AI rivals nukes, DoD algorithmic warfare team leader says

2017-06-21-ai-nuke

As the U.S. military pushes forward with ambitious artificial intelligence initiatives, those responsible can’t seem to resist describing them in unsettling terms.

Col. Drew Cukor, a project manager for the new “Algorithmic Warfare Cross-Functional Team” (AWCFT) established in April, this week enthusiastically compared recent AI developments to the advent of the atomic bomb during a panel discussion in Washington, D.C., according to C4ISRnet.

“I’m happy to tell you that this is as big as the introduction of nuclear weapons into the Department of Defense,” Cukor reportedly said.

Cukor’s comments come in the wake of similarly frightening words from his boss, Lt. Gen. John N.T. “Jack” Shanahan, director of the AWCFT, who said last month that if the new “algorithmic warfare” team can “show early wins” it can “then start to open Pandora’s box” of artificial intelligence. It’s not clear from the context whether Shanahan’s comment was meant as a joke. Pandora’s box is a reference to a Greek myth in which the character Pandora accidentally unleashes demons representing all the evils of the world from a box, leaving only the spirit of hope behind.

Shanahan has also previously discussed the example of the apparently ubiquitous white pickup truck, which came up in Cukor’s more recent comments as well.

Some of the AWCFT’s goals, according to a March report from C4ISRnet‘s Mark Pomerleau, “under a working title of the ‘Go Big Project,’ are to immediately inject industry’s best technologies in artificial intelligence and deep learning. DoD can take care of the ‘processing’ and ‘dissemination’ portion of [processing, exploitation and dissemination], Shanahan said. It’s the ‘E’ in ‘exploitation’ — it’s the analyst’s time of looking at a video for 12 hours a day to see if the white pickup truck left or entered the compound — that the department needs help with. A machine can watch for the pickup truck, he said.”

In his report on Cukor’s comments this week, meanwhile, Pomerleau notes that, according to Cukor, “the No. 1 thing being chased around Mosul these days” is white pickup trucks. He also describes how the AI system that the AWCFT is working on will function, as Cukor envisions it.

“First, it will look at a detection, classification, alerting and then moving into map display. Detection will put boxes around objects on the screen that algorithms identify. Classification will give those items names based on a confidence scale. Alerting will enable the computer to spot a certain object, unburdening the overburdened analyst poring over a screen trying to find the needle in a haystack a with the camera of poor resolution [sic]. This could be a white pickup truck, for example,” Pomerleau writes.

A campaign for an international ban on killer robots has been gaining momentum in recent months, while top Pentagon officials, including former Defense Secretary Ashton Carter, have expressed their views that the military should stop short of creating “fully autonomous” killer robots. Yet many key decisions about the U.S. military’s use and development of robots in the immediate future will be up to President Donald Trump and his administration.

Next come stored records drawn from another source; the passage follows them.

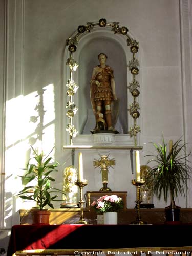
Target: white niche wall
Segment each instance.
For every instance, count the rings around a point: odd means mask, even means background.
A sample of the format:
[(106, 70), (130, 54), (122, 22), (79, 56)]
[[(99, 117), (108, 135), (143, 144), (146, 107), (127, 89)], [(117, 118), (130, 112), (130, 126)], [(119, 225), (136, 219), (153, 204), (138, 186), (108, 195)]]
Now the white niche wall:
[[(127, 111), (129, 105), (133, 102), (133, 98), (127, 89), (129, 83), (132, 80), (133, 77), (127, 67), (129, 61), (132, 58), (132, 54), (130, 46), (127, 45), (126, 37), (122, 35), (115, 34), (108, 28), (96, 28), (91, 32), (84, 34), (80, 39), (77, 51), (73, 55), (74, 60), (79, 64), (77, 71), (73, 73), (73, 79), (79, 86), (73, 99), (78, 108), (73, 119), (73, 124), (78, 131), (76, 137), (73, 139), (73, 144), (74, 145), (92, 145), (93, 143), (91, 130), (95, 126), (95, 118), (90, 100), (90, 80), (93, 68), (99, 64), (98, 55), (102, 52), (108, 56), (106, 64), (114, 70), (116, 92), (119, 99), (119, 117), (115, 127), (119, 134), (115, 136), (112, 144), (134, 145), (134, 137), (130, 138), (128, 135), (129, 127), (133, 125), (134, 120)], [(65, 64), (69, 57), (68, 47), (66, 47), (65, 52)], [(139, 61), (138, 54), (137, 58)], [(66, 84), (69, 78), (69, 73), (68, 65), (65, 65), (63, 102), (66, 112), (65, 105), (67, 101)], [(140, 76), (139, 74), (139, 82)], [(140, 105), (139, 96), (137, 100)], [(139, 120), (140, 118), (137, 119), (137, 122), (141, 126), (142, 122)], [(68, 123), (68, 118), (66, 117), (64, 120), (65, 130)], [(138, 134), (138, 145), (140, 144), (140, 135)], [(67, 132), (65, 133), (64, 140), (64, 145), (67, 145), (67, 142), (69, 141)]]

The DoD has recently been funding research aimed at harnessing the brainwaves of soldiers to teach artificial intelligence to identify targets. Nevertheless, while machines may soon be doing more of the mundane work of watching for white pickup trucks, we can rest assured it will still be a human drone operator that has to make the call on whether to pull the trigger — for now, at least.

“Hopefully,” Cukor said, “we’ll begin to do things with the super-high confident level we’ve always wanted to.”